Showing posts with label cigarettes. Show all posts
Showing posts with label cigarettes. Show all posts

Monday, November 7, 2011

Judge Blocks Graphic Cigarette Warnings - NYTimes.com

Judge Blocks Graphic Cigarette Warnings - NYTimes.com: "WASHINGTON (Reuters) - A federal judge blocked a rule requiring tobacco companies to display graphic images on cigarette packs, such as a man exhaling cigarette smoke through a hole in his throat.
District Judge Richard Leon sided on Monday with tobacco companies and granted a temporary injunction, saying they would likely prevail in their lawsuit challenging the requirement as unconstitutional because it compels speech in violation of the First Amendment."  
Leon wrote:  "It is abundantly clear from viewing these images that the emotional response they were crafted to induce is calculated to provoke the viewer to quit, or never to start smoking – an objective wholly apart from disseminating purely factual and uncontroversial information."
The opinion and order staying enforcement of the Rule in R.J. Reynolds v. U.S. FDA is HERE.  

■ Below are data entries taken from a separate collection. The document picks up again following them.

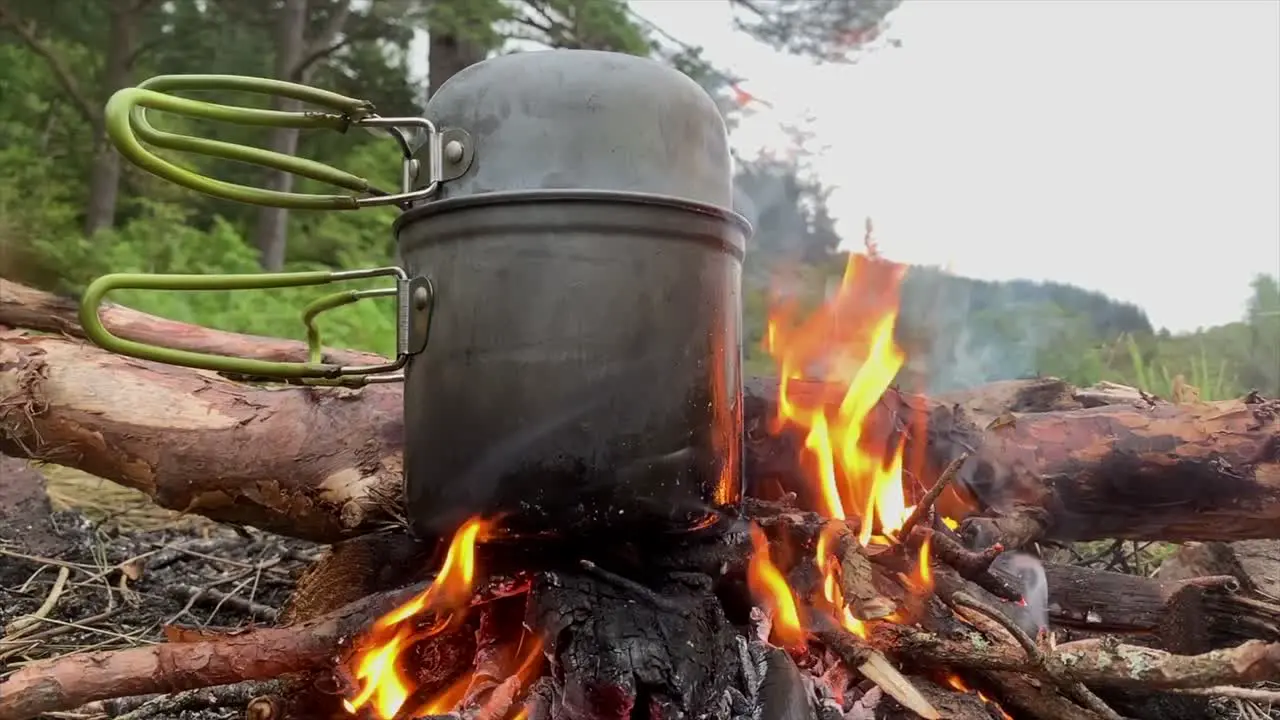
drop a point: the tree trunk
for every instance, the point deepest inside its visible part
(448, 54)
(325, 463)
(272, 232)
(104, 182)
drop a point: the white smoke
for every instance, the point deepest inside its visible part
(1031, 574)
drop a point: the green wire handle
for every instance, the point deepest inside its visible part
(312, 372)
(128, 128)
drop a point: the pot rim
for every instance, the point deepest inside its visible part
(575, 195)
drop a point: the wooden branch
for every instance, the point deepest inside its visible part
(1189, 615)
(22, 306)
(1093, 662)
(324, 464)
(69, 682)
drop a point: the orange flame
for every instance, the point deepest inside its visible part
(384, 684)
(831, 591)
(769, 587)
(850, 341)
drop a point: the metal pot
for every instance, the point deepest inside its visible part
(584, 365)
(584, 360)
(570, 295)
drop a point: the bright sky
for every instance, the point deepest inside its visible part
(1128, 146)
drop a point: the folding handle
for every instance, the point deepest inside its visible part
(448, 153)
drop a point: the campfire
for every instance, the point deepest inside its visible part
(832, 546)
(863, 575)
(853, 561)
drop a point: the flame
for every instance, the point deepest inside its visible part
(831, 591)
(383, 683)
(769, 587)
(959, 684)
(851, 338)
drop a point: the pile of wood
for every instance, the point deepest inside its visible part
(1037, 461)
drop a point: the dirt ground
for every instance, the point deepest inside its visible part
(108, 569)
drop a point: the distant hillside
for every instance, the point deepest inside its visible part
(964, 332)
(960, 332)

Floyd Abrams and Prof. Steve Shiffrin debate the issue on NPR HERE
h/t Drug and Device Law Blog

'via Blog this'

Wednesday, November 10, 2010

Graphic warnings: the FDA's proposed new labels on cigarette packs

HERE are the new graphic warnings.  Ey-catching.  But are they effective?  Adequate?  Compared ot other countries?  Look HERE.
Until 2009 when President Obama signed the Family Smoking Prevention and Tobacco Control Act of 2009 that enabled some FDA regulation the only permitted warnings on cigarettes and in cigarette advertising were those prescribed by statute.  The original warning  was set in the Public Health Cigarette Smoking Act of 1969,  15 U. S. C. §§ 1331-134 which provided: 

WARNING: THE SURGEON GENERAL HAS DETERMINED THAT CIGARETTE SMOKING IS DANGEROUS TO YOUR HEALTH

The 1969 Act of Congress also provided
"No requirement or prohibition based on smoking and health shall be imposed under State law with respect  to the advertising or promotion of any cigarettes the packages of which are [lawfully] labeled."

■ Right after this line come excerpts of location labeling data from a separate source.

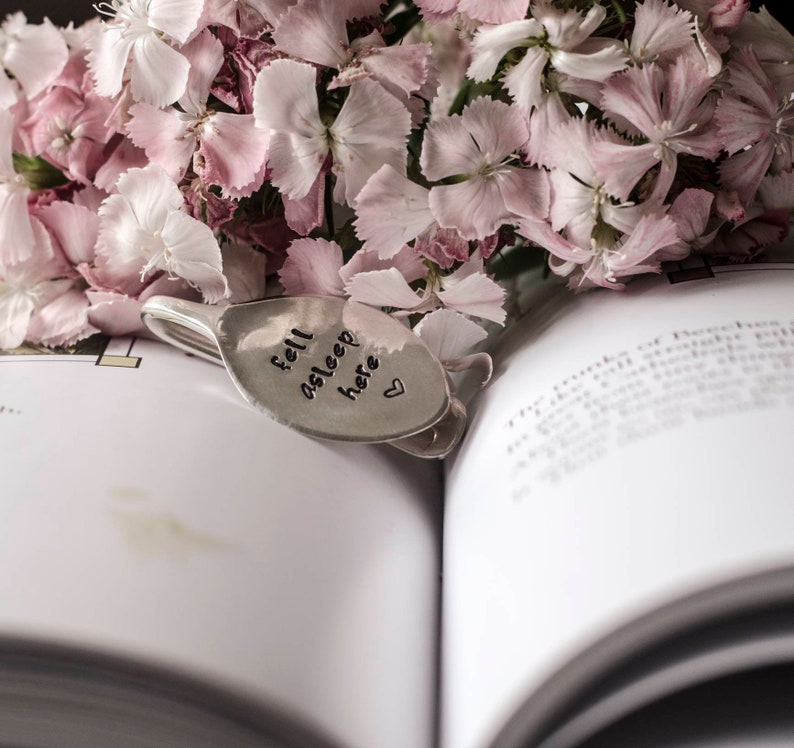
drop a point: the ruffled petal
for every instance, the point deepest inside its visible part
(63, 321)
(525, 191)
(15, 225)
(205, 56)
(449, 334)
(164, 135)
(151, 195)
(475, 208)
(16, 307)
(448, 149)
(408, 262)
(383, 288)
(158, 73)
(295, 162)
(492, 43)
(193, 254)
(75, 228)
(622, 166)
(177, 18)
(314, 30)
(371, 130)
(524, 80)
(477, 295)
(494, 11)
(404, 66)
(391, 210)
(285, 98)
(233, 150)
(597, 65)
(36, 55)
(497, 128)
(312, 268)
(109, 51)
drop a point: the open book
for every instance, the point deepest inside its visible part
(617, 543)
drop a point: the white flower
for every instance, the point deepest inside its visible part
(34, 54)
(143, 229)
(369, 131)
(139, 34)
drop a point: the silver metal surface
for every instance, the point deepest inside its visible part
(327, 367)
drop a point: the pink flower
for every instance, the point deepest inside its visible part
(489, 11)
(34, 55)
(467, 290)
(143, 229)
(315, 267)
(136, 42)
(15, 223)
(69, 129)
(38, 299)
(668, 108)
(316, 31)
(227, 149)
(606, 259)
(478, 149)
(369, 131)
(661, 31)
(391, 211)
(562, 38)
(755, 126)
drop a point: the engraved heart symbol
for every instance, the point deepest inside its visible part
(397, 388)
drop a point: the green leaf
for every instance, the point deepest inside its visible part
(38, 173)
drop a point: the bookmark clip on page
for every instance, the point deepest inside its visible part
(327, 367)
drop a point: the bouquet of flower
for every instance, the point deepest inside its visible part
(388, 152)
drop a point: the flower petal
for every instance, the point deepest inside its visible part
(391, 210)
(233, 150)
(194, 255)
(158, 72)
(314, 30)
(312, 268)
(383, 288)
(177, 18)
(478, 295)
(492, 43)
(371, 130)
(449, 334)
(36, 55)
(474, 207)
(164, 135)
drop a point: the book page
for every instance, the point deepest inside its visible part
(149, 513)
(633, 448)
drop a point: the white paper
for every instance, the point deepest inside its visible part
(149, 512)
(590, 490)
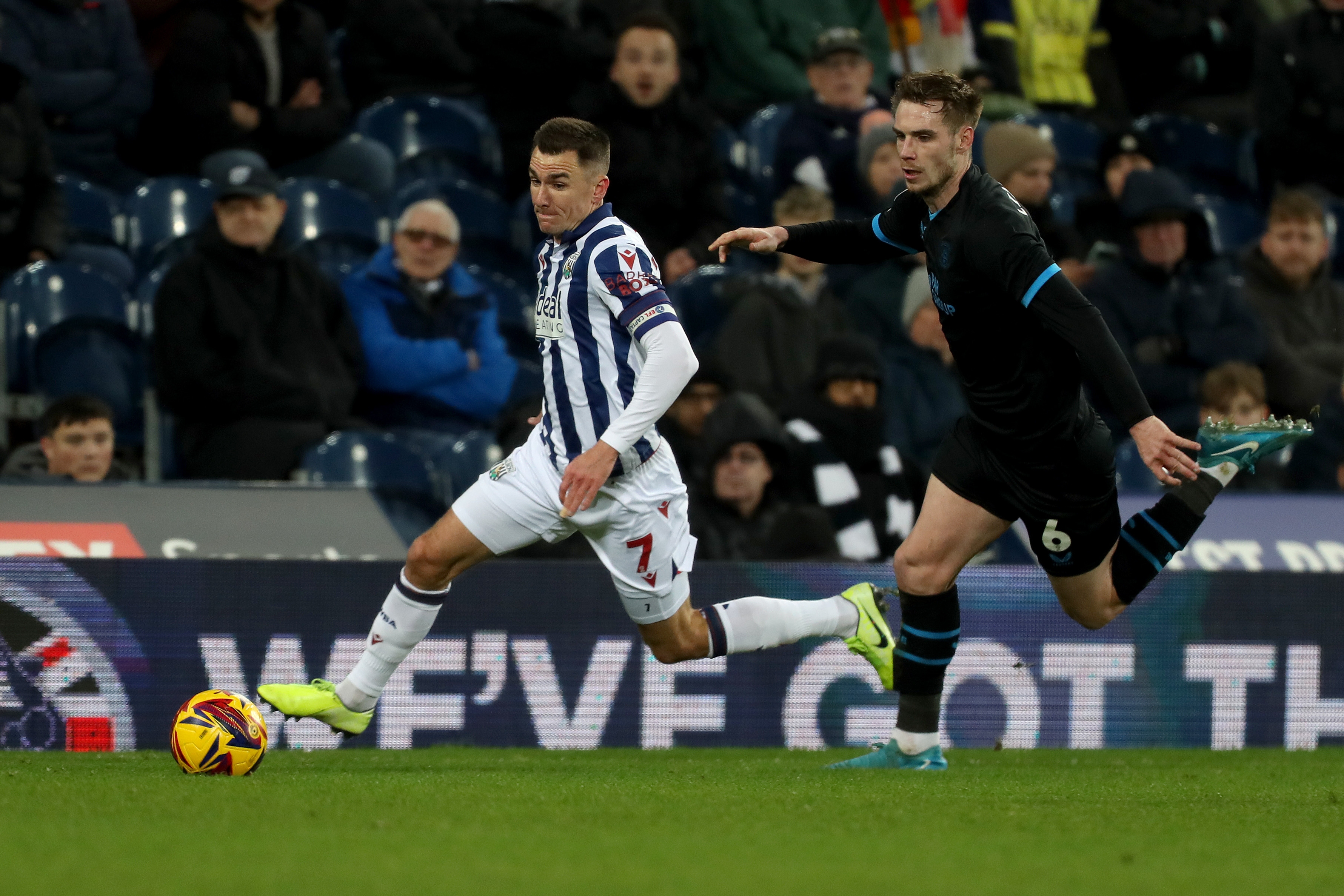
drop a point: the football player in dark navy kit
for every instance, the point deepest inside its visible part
(1030, 448)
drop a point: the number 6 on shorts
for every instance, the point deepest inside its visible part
(1056, 540)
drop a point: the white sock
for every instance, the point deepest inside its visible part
(756, 624)
(914, 742)
(1224, 472)
(398, 628)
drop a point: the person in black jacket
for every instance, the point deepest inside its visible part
(666, 178)
(406, 46)
(31, 209)
(254, 348)
(741, 508)
(1174, 308)
(820, 146)
(870, 491)
(256, 76)
(1300, 97)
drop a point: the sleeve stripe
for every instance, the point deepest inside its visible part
(877, 231)
(1041, 281)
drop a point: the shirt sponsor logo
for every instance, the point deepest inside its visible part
(650, 315)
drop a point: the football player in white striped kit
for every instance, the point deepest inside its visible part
(615, 356)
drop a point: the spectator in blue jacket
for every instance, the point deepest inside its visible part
(1175, 309)
(433, 351)
(86, 70)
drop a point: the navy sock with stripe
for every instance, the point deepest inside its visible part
(1150, 540)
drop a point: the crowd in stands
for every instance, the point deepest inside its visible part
(1203, 229)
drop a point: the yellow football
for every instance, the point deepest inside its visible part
(218, 733)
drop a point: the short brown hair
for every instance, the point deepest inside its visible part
(1227, 381)
(804, 203)
(961, 104)
(1296, 205)
(588, 140)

In 1992 in Cippollone v. Liggett The Supreme Court held that  state product liability could not permit a jury to find that warning inadequate because such a verdict would be a  "requirement" beyond what Congress specified.  Thus all tobacco claims - except for those based on fraud - were preempted by federal law.  No "failure to warn" claims were permitted.

If state tort suits had been permitted for "failure to warn" what obstacles would plaintiffs have faced?